There it was, natural consequence of the situation, and it was a case of tiptoeing past it or confronting it, keeping the aiji’s position his own secret, or laying it on the table and playing the pieces where they fell.
He made his choice.
“Being one of that small association of trained personnel,” Bren said, arms on the table, “I would have urged the aiji to proceed differently. Unfortunately, no one on your side asked me or Jase about recalling the paidhiin. That looked like a fast move. It touched off the island, it touched off the atevi, and that was exactly what happened. Jase couldn’t explain why he was recalled. Yolanda Mercheson hadn’t called back with reasons. You may have had good reasons, but I couldn’t tell the aiji I understood, and the aiji decided to find out, by honoring his agreement with the Mospheirans and sending one of their delegations up with his and not announcing the fact beforehand, even to me, since I happened to be on the island and not within secure communication range. That, gentlemen, is a very good example of the communications difficulty we hope to avoid in the future. Fortunately, this misunderstanding didn’t harm anyone. I might have argued with the aiji not to do it; but it was already fairly well in progress. My instincts said not to; I came here on twelve hours’ notice because, frankly, I want to know who I’m dealing with before I advise the aiji what to do.”
There was a small, stone-faced silence.
“Mr. Cameron, you’re pushing us.”
“No, Captain Ramirez, I’m being completely honest. I stand between, admittedly, not a foreign power, but an alien one, and you. The Mospheirans will have promised you the sun on a platter. We in the aishidi’tat know their virtues… and their limits.
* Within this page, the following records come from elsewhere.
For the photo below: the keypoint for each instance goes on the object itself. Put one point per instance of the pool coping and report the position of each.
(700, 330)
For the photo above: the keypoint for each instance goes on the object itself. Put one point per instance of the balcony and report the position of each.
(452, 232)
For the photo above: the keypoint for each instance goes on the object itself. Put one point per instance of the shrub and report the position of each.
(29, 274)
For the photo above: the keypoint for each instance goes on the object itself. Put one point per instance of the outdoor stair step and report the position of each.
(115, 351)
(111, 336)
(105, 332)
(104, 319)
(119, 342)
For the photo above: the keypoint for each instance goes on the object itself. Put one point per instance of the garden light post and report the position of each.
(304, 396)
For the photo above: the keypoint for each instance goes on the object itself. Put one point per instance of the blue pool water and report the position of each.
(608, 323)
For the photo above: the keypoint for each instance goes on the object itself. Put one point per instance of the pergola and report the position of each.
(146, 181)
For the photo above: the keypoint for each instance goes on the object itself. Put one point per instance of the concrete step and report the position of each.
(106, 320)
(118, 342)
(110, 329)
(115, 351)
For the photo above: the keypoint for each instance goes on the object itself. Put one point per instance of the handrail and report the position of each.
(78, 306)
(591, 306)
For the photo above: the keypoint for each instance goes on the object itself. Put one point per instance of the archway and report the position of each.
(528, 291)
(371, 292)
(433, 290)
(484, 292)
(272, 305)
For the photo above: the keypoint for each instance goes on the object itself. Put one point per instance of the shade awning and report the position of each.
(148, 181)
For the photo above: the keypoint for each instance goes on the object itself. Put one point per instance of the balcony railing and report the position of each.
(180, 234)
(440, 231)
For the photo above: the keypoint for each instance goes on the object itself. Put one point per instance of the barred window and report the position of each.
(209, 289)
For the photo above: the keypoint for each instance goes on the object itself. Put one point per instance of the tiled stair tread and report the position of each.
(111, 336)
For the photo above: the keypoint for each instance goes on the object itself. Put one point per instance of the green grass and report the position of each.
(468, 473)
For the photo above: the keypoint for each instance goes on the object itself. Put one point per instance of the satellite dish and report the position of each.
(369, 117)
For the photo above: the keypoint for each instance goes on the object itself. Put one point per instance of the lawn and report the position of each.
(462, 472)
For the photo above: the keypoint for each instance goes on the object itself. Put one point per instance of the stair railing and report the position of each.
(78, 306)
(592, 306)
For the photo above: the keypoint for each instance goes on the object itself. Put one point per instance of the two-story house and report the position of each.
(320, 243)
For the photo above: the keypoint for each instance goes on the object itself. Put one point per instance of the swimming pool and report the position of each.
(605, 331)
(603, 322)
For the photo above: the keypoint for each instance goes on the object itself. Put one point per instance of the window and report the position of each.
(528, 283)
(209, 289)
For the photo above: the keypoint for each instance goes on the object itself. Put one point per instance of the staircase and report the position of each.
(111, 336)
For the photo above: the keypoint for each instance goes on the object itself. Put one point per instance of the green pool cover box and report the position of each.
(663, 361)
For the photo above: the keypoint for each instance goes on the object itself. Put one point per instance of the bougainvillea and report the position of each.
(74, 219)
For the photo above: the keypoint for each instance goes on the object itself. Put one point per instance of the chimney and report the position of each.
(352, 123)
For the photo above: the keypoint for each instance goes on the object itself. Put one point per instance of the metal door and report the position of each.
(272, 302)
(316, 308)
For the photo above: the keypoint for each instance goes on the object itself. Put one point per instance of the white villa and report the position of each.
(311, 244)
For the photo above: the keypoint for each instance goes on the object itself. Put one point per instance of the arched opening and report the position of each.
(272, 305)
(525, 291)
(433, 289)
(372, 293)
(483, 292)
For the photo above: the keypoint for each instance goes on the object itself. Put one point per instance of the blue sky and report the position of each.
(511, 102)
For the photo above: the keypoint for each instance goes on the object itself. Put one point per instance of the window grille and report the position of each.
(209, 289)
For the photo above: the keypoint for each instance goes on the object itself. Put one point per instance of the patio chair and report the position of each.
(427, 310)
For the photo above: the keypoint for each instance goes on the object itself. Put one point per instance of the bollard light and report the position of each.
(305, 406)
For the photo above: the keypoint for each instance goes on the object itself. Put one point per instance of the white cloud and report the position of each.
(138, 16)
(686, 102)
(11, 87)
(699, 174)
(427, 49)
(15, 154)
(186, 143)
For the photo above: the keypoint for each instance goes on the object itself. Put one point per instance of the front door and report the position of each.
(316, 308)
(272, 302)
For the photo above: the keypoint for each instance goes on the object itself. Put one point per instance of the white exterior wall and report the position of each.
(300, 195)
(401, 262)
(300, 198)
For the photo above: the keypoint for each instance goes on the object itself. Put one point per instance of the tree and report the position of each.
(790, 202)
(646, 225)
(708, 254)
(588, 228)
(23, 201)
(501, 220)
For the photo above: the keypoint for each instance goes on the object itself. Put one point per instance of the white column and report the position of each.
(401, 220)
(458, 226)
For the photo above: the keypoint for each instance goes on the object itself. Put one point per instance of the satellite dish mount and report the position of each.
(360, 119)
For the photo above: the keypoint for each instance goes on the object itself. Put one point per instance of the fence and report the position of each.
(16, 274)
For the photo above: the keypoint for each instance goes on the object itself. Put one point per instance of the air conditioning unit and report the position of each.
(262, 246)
I, as a one-time representative of the Mospheiran government, know their limits; and I say in all desire to have Mospheira benefit from your protection, that I hope you don’t rely heavily on any offers from the island, because I know who makes them. Fortunately, that’s not relevant. The resources critical to your needs are on the atevi side of the straits, except for a little tin and a little silver, which I’m sure Mospheira will be glad to sell you. That’s my opening position.” He drew a breath, seeing he was already pressing most of the way to the wall. He went the rest of it. “The specifics of my position are actually quite generous, unless you have personnel to spare to run a space station, as I know you don’t. This is the atevi’s star, the atevi’s planet, the atevi’s native solar system; you have a ship that looks to have had hard times, and you want supply. Wethink we can arrange a bargain.”
“You’re insane.”
“No. By all you say about an oncoming threat, we and you don’t have two hundred years to learn one another and fight a mistaken war over trivialities. Ask the Mospheirans what they think of sharing the station. They won’t like the idea at all; but they may not refuse it. Atevi don’t want to share it, either; but they know Jase, they think he’s been telling the truth, and they’re disposed to work with you and with the Mospheirans to gain their own say. It’s a situation they know they have to live with.”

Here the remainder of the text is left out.